1. Extend the constructor for PetriNet to accept a dictionary from transitionName to a number, which will give the relative probability of that transition firing. Modify the firing rule logic to use these values. This is a step in the direction of the stochastic Petri nets covered in the next article.

2. Make a prediction about the overall evolution of the system, given fixed probabilities for synthesis and dissociation, and then run the program to see if your prediction is confirmed.

3. If you like, improve the usability of the script, by passing the model parameters from the command line. Use sys.argv and eval. You can use single quotes, and pass a string like “{‘H’:5, ‘O’:3, ‘H2O’:4}” from the command line.

### Acknowledgements

Thanks to David Tweed and Ken Webb for reviewing the code and coming up with improvements to the specification syntax for the Petri nets. Thanks to Jacob Biamonte for the diagrams, and to John Baez for editorial support.

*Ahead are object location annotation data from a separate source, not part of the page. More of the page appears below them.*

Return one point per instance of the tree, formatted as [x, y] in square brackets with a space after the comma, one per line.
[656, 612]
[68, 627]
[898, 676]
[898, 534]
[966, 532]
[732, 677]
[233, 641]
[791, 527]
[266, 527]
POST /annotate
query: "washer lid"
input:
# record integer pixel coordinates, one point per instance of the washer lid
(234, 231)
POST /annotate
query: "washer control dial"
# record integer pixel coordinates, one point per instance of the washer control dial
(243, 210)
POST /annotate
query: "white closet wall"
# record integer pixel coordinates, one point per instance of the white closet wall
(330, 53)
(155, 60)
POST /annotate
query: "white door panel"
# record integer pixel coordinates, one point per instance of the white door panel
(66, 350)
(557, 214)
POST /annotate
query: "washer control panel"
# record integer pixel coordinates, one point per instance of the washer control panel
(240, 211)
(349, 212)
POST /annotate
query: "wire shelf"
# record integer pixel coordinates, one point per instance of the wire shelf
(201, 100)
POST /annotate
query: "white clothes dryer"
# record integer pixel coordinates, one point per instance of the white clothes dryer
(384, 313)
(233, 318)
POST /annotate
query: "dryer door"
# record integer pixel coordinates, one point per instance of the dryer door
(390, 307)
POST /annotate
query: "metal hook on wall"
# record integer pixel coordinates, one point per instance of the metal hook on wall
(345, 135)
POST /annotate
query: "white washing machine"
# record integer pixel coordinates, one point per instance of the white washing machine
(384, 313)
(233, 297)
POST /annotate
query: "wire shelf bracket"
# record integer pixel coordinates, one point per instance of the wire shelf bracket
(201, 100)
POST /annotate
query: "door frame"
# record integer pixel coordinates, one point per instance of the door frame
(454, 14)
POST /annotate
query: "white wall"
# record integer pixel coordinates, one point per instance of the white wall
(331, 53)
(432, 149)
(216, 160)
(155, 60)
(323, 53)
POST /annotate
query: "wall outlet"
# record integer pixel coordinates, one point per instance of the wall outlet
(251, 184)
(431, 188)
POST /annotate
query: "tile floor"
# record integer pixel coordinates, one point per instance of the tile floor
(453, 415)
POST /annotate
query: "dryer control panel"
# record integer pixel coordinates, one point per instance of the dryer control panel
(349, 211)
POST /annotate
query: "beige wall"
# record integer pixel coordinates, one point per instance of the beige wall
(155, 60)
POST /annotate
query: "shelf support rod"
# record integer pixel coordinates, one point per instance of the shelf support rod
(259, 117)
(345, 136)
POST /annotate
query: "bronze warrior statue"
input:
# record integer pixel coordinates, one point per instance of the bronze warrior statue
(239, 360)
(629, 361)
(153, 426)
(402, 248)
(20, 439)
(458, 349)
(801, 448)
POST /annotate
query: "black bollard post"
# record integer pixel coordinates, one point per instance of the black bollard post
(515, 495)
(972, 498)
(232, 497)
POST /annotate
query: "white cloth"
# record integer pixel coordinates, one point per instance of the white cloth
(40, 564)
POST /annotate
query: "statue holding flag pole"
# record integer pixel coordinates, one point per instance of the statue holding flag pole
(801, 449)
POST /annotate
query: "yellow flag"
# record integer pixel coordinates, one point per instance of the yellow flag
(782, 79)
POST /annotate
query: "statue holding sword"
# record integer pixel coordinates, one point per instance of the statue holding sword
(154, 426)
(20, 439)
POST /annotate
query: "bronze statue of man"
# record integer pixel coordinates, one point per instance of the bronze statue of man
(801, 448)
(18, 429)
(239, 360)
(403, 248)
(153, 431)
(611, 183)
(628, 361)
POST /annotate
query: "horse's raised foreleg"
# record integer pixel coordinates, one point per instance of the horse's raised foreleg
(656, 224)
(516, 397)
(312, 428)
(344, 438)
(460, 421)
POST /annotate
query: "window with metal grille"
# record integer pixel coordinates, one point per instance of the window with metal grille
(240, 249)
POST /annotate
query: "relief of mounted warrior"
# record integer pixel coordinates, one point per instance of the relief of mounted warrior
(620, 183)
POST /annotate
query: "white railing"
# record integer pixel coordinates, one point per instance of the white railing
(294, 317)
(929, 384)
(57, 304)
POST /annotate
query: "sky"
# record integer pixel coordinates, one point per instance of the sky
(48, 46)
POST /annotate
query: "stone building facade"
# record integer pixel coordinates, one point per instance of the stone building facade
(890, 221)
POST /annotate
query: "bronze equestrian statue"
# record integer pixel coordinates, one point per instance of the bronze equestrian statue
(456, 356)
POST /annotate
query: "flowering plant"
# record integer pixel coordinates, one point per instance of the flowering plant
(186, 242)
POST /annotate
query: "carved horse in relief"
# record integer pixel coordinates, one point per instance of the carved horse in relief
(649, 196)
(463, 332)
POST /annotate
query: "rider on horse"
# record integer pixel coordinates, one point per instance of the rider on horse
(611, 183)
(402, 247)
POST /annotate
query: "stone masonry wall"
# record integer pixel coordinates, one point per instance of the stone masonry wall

### Appendix: Notes on the language interpreter

The sample program is written in Python, which is a low-fuss scripting language with abstraction capabilities. The language is well-suited for proof-of-concept programming, and it has a medium-sized user base and support community.

You have a few distributions to choose from:

• If you are on a Linux or Mac type of system, it is likely to already be installed. Just open a shell and type “python.” Otherwise, use the package manager to install it.

• In Windows, you can use the version from the python.org web site. Alternatively, install cygwin, and in the installer, select Python, along with any of your other favorite Linux-style packages. Then you can partially pretend that you are working on a Linux type of system.

• The Enthought Python distribution comes packaged with a suite of Python-based open-source scientific and numeric computing packages. This includes ipython, scipy, numpy and matplotlib.

The program is distributed as a self-contained script, so in Linux and cygwin, you can just execute ./petri1.py. When running this way under cygwin, you can either refer to the cygwin version of the Python executable, or to any of the native Windows versions of interpreter. You just need to adjust the first line of the script to point to the python executable.